Fear of ‘ghosts,’ wrong land use

/ 07:56 AM June 16, 2011

LAWYER Lito Astillero said enrollment in his school, Lyceum of Cebu, dropped after news of the lot donation became public. He didn’t cite figures though.
He said students were afraid of expecting ghosts (moo-moo”).

The school is located below the proposed burial site.


“If you push through, I am afraid that our school will have to shut down,” he said.

The Lyceum of Cebu enrolls pre-school to college students.


Councilor Margot Osmeña reminded the lawyer he was dealing with wrong notions.

“As an educator, isn’t that your responsibility to correct the misconception?” she asked.

Councilor Ronald Cuenco cited the example of Angelicum, a private cemetery across the Sacred Heart School-Ateneo de Cebu school in Canduman, Mandaue City. Students never complained of having seen ghosts there, he said.


Lahug barangay councilor Mary Ann delos Santos said that while the Osmeña Shrine was classified as a “rural residential” area, its tax declaration described it as “agricultural land” used as a cornfield.

She said the lot falls within her barangay and is zoned as “rural residential.”

“The city cannot be arrogant to violate its own zoning,” she said.


She also told the council that it was illegal to allow a sectarian group to use a government property.

“This is a violation of the constitution which provides for the separation of church and state,” she said.

On residents fears, she pointed out that the Sanitary Code requires cemeteries to be located at least 25 sq. meters away from residential areas.

“Its donation (in May 2010) was only advantageous to officials who were seeking reelection then. The act of donating during the election period was within the election ban,” she said.

She said if Lahug had been told about the lot donation, it would have held a public consultation.

She said Beverly Hills residents alerted Lahug officials only recently about the use of the Osmeña Shrine.

Delos Santos was reminded to keep to her three-minute time limit for remarks.

Councilors then had Delos Santos’ mention of the May 2010 election and “arrogance” struck off the secretariat’s records.
The barangay captain walked out of the session hall immediately after that.


Edmundo Vinzon, head of the Villa Remedios Homeowners Association, said that a cemetery may restrict the road network and prevent economic growth.
Councilor Alvin Dizon asked Vinzon if he has seen the development plan for the proposed cemetery.

Vinzon said “no.”

“Then why do you conclude that trees will be cut down?” Dizon asked.
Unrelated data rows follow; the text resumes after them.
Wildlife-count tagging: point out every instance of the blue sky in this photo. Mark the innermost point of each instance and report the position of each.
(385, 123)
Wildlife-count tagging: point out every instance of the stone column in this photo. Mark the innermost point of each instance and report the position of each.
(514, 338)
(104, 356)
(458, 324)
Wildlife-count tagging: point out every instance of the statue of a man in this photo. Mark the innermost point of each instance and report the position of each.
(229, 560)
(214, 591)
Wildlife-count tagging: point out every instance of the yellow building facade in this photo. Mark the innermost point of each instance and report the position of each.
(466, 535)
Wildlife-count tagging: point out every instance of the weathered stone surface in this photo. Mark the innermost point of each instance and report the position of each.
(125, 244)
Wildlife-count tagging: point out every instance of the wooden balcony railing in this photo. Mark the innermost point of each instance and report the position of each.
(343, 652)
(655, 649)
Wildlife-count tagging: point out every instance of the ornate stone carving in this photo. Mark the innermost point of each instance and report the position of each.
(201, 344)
Dizon also asked if Vinzon has a study to back his claim of water contamination. Vinzon answered with another “no.”


Rep. Osmena said he can understand the distaste for living near a cemetery.

He said his own mother objected when he decided to allow Cosmopolitan funeral homes to operate in Nivel Hills. His mother had wanted to build a house near the area.
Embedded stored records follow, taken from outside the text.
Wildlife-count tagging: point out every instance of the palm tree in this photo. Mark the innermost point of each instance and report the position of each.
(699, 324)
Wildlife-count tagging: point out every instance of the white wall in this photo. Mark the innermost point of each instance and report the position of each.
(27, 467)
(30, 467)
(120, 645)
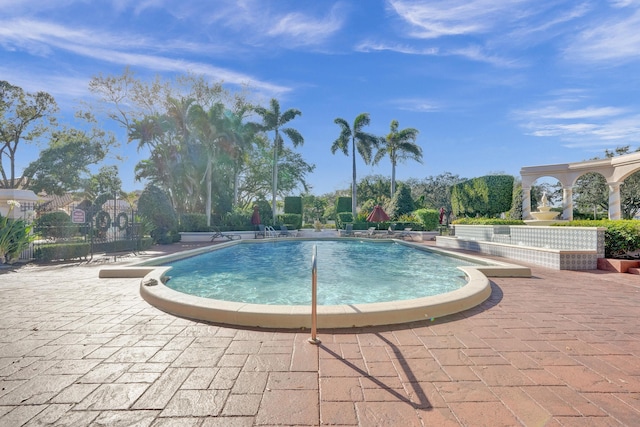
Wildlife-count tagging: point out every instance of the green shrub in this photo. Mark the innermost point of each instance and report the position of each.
(62, 251)
(621, 236)
(342, 218)
(343, 204)
(293, 205)
(429, 218)
(484, 196)
(293, 221)
(488, 221)
(155, 206)
(193, 222)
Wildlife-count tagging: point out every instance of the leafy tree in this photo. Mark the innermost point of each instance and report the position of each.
(434, 192)
(154, 205)
(274, 120)
(399, 145)
(374, 187)
(64, 166)
(314, 208)
(591, 193)
(23, 117)
(360, 141)
(256, 183)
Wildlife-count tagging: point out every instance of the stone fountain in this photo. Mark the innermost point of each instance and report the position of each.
(544, 212)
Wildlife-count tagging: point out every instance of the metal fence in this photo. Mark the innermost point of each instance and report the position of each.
(110, 229)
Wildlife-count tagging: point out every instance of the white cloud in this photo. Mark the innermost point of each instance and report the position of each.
(613, 40)
(582, 127)
(454, 17)
(300, 29)
(44, 37)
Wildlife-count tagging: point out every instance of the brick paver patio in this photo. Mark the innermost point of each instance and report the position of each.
(560, 348)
“I just said that we cannot have a city that will ban cemeteries like landfills. Where will the people put its dead and garbage if we do not have a cemetery and landfill?”

Osmena said donating city land for a cemetery wasn’t new to him.

When he was mayor, the city donated two hectares in the mountain barangay of Guba for a Muslim cemetery.

The benefit, he said, was cooperation.

“We already see that the Christians and the Muslims are in harmony because we gave them a cemetery in the mountains,” he said.

Osmeña said the city has nothing to lose with the donation of the Osmeña Shrine lot because it has remained idle.

“Your city is not only a city government fort the Catholics. In a democracy the majority rules, but the minority also have rights. It is a responsibility of the city to protect the minority and to make them part of the community and not to be treated as second class,” he said.